There were 555 households, out of which 41.3% had children under the age of 18 living with them, 74.6% were married couples living together, 5.9% had a female householder with no husband present, and 15.3% were non-families. 12.8% of all households were made up of individuals, and 4.0% had someone living alone who was 65 years of age or older. The average household size was 2.88 and the average family size was 3.11.

In the township the population was spread out, with 30.3% under the age of 18, 5.8% from 18 to 24, 27.9% from 25 to 44, 26.0% from 45 to 64, and 10.0% who were 65 years of age or older. The median age was 36 years.

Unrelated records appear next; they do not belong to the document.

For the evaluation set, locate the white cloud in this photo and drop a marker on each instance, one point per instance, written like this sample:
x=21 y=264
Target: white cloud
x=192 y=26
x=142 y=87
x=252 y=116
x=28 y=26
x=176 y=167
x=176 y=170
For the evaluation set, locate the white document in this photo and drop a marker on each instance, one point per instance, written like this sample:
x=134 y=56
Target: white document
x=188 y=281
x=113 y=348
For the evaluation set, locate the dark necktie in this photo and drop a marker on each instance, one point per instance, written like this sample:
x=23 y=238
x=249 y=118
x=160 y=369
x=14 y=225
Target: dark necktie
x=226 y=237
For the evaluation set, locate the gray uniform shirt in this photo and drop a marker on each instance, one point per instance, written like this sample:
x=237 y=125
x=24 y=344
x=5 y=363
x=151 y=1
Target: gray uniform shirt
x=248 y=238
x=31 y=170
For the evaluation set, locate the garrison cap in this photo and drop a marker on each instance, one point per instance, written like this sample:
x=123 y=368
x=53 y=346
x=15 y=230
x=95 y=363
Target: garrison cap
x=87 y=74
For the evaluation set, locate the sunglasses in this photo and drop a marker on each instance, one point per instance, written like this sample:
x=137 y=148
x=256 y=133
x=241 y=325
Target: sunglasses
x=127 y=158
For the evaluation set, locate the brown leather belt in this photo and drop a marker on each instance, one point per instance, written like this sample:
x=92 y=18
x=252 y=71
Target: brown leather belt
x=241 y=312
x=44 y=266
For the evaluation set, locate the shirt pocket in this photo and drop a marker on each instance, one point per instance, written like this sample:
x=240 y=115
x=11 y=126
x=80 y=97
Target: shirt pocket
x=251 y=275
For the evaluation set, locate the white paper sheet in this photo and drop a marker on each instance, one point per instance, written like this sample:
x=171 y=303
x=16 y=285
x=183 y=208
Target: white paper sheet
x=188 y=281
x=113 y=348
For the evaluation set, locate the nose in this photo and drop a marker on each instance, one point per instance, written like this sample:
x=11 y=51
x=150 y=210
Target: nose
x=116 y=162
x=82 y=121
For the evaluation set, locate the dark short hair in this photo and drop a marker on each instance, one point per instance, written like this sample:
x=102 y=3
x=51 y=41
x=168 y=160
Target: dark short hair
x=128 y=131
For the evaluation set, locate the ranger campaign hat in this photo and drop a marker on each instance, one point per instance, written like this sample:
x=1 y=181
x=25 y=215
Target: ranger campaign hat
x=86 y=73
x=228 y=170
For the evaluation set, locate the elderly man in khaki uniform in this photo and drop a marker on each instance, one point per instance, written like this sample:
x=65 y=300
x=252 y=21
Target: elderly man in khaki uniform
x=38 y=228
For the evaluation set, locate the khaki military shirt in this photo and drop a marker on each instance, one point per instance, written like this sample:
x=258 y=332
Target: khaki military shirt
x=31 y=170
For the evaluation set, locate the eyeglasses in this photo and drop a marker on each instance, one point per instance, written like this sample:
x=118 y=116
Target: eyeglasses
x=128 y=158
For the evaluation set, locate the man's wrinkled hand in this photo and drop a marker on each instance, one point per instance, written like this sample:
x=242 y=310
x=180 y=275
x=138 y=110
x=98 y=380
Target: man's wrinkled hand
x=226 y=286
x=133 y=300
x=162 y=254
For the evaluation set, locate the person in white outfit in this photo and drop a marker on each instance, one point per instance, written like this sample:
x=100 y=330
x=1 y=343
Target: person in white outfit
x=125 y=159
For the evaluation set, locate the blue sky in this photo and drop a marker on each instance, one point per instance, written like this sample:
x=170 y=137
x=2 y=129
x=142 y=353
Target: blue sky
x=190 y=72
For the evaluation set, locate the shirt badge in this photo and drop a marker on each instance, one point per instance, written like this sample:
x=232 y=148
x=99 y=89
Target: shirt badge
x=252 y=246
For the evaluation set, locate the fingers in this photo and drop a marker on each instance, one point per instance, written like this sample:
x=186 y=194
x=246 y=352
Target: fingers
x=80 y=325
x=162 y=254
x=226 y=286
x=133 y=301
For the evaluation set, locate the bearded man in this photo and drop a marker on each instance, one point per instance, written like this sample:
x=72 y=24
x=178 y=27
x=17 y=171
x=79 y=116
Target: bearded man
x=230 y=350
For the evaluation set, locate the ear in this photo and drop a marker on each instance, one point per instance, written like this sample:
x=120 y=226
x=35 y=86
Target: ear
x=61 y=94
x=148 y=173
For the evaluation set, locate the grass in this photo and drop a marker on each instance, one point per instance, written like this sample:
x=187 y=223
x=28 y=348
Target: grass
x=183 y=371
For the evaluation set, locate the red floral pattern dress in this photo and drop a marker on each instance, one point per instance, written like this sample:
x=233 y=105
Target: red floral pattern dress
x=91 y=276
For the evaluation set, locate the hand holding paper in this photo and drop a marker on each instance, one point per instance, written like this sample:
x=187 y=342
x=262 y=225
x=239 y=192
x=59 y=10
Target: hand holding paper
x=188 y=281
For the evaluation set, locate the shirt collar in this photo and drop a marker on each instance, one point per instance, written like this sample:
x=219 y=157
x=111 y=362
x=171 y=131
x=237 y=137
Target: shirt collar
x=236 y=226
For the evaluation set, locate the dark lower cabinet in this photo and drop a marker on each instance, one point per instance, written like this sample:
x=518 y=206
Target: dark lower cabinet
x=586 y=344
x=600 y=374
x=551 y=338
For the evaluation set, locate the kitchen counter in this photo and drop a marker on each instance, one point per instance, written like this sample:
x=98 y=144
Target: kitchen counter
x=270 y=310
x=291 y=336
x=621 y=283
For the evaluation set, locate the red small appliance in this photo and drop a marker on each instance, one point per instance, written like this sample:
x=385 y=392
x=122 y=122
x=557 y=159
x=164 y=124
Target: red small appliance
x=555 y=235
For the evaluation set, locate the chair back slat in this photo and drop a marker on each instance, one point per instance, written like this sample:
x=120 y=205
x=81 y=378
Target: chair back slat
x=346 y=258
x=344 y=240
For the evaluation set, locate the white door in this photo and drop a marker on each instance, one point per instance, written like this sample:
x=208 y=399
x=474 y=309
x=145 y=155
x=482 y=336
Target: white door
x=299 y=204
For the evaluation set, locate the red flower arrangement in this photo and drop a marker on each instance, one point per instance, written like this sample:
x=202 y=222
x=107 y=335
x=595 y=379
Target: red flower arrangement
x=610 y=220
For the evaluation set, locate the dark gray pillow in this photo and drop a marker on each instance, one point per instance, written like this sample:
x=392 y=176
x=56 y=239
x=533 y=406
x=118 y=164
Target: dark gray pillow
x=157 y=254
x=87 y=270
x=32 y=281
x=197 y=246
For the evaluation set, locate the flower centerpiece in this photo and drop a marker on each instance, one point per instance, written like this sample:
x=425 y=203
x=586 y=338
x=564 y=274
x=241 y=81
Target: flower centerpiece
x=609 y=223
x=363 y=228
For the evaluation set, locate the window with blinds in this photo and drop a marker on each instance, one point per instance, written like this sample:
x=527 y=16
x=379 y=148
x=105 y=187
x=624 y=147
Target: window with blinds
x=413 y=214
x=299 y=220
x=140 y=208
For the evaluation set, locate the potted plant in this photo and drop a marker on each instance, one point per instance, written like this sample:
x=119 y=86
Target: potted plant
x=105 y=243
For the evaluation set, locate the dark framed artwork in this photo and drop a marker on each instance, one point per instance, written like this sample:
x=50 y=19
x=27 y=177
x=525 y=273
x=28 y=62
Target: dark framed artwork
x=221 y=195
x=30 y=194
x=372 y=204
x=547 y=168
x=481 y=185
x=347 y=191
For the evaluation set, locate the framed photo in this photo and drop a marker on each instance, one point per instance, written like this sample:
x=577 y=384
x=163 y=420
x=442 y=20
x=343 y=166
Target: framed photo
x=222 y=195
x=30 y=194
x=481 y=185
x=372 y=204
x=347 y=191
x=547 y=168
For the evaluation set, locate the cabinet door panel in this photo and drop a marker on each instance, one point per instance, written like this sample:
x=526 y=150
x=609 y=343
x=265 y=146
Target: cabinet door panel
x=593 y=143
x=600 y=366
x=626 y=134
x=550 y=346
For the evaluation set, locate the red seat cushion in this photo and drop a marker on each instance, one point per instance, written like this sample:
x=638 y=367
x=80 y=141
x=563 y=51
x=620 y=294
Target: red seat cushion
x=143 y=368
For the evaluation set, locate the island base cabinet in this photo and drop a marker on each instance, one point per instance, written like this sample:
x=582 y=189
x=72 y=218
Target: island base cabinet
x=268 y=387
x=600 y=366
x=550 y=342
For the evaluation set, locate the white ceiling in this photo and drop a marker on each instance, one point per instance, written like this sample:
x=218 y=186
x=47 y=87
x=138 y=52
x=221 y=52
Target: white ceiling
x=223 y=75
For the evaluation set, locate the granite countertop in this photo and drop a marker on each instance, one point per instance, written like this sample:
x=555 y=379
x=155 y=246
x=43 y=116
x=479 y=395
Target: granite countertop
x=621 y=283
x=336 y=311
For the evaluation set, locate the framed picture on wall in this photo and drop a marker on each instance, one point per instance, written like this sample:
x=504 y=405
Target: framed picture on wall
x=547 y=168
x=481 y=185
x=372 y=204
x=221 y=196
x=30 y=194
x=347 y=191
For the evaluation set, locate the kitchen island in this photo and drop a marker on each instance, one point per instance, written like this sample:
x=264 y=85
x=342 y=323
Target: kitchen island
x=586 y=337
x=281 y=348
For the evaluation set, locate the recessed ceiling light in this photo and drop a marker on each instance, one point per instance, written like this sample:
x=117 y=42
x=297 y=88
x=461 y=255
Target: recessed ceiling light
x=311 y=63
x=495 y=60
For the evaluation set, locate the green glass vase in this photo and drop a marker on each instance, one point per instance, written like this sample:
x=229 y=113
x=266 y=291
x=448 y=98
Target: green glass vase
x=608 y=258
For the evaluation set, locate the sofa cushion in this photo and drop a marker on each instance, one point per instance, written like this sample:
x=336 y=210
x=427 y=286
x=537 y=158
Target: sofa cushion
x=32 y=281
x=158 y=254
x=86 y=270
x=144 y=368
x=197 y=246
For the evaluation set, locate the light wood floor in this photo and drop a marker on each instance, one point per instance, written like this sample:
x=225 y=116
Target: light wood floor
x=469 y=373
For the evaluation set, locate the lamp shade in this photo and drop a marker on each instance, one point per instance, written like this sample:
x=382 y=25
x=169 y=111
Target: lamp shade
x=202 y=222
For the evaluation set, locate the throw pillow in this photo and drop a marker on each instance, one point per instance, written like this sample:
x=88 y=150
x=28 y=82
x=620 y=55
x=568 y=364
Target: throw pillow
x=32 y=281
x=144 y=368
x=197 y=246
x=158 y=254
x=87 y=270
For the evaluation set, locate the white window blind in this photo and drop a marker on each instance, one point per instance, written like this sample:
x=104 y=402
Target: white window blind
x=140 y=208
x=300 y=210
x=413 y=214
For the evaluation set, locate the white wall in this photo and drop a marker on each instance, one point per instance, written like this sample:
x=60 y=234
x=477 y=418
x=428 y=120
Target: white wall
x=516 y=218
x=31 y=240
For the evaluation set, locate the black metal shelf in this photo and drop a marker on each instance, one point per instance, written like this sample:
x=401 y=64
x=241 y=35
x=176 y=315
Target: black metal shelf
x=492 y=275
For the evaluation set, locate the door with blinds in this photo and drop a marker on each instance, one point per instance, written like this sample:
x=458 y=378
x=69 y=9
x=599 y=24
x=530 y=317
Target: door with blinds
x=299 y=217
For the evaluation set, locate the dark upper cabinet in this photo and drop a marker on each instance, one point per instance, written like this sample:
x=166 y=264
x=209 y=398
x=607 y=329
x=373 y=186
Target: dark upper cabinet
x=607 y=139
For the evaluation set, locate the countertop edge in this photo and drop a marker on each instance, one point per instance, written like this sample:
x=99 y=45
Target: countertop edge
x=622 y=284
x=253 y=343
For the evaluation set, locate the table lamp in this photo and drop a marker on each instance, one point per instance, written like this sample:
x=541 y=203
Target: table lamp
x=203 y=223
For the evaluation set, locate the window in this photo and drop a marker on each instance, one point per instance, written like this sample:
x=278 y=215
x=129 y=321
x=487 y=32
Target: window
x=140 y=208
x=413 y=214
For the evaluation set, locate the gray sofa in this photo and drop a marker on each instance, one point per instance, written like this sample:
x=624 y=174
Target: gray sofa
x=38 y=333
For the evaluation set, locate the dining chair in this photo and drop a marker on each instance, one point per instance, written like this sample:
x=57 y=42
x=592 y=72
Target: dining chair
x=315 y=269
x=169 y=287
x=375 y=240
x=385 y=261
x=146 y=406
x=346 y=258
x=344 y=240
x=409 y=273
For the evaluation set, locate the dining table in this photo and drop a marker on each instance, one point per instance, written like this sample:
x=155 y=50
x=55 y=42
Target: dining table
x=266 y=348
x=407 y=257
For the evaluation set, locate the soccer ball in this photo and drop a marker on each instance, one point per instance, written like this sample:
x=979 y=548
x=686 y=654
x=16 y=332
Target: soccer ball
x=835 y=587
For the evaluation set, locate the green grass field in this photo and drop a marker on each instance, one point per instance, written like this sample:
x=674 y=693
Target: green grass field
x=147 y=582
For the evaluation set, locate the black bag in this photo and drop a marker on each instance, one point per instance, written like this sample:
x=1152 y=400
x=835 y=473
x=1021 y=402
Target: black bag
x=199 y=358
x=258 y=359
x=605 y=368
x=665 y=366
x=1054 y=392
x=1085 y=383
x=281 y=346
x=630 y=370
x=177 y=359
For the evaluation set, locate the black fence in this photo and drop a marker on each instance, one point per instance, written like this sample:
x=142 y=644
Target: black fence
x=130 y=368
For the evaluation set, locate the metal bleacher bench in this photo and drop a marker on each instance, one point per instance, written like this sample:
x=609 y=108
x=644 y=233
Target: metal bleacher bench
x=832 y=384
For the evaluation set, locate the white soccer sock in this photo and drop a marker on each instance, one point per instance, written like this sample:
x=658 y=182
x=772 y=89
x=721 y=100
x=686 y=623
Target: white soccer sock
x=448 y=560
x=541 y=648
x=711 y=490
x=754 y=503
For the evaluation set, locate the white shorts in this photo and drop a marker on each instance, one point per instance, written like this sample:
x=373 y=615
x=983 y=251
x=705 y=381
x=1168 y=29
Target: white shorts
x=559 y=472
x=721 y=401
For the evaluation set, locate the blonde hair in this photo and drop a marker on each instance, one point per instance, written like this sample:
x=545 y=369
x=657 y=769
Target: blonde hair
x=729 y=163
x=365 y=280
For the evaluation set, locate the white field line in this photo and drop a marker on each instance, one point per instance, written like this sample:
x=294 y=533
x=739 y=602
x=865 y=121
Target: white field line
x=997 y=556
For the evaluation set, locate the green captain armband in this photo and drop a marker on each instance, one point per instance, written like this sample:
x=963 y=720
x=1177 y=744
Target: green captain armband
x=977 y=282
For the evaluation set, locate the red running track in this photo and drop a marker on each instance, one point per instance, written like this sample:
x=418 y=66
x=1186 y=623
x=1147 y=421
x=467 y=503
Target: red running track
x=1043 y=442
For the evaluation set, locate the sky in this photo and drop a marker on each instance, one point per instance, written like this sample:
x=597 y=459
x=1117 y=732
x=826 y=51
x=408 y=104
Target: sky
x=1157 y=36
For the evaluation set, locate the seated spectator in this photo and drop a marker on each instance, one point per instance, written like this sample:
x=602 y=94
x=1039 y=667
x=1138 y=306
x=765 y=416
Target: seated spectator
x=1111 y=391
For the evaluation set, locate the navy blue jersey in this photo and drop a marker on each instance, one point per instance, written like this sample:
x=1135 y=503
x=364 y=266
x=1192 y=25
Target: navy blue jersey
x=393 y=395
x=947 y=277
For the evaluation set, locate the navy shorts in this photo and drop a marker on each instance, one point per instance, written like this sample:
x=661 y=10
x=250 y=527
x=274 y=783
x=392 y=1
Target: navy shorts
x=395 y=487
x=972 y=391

For every 100 females, there were 99.5 males. For every 100 females age 18 and over, there were 100.7 males.

The median income for a household in the township was $45,938, and the median income for a family was $49,911. Males had a median income of $34,330 versus $23,333 for females. The per capita income for the township was $19,286. About 5.5% of families and 6.9% of the population were below the poverty line, including 10.2% of those under age 18 and 5.0% of those age 65 or over.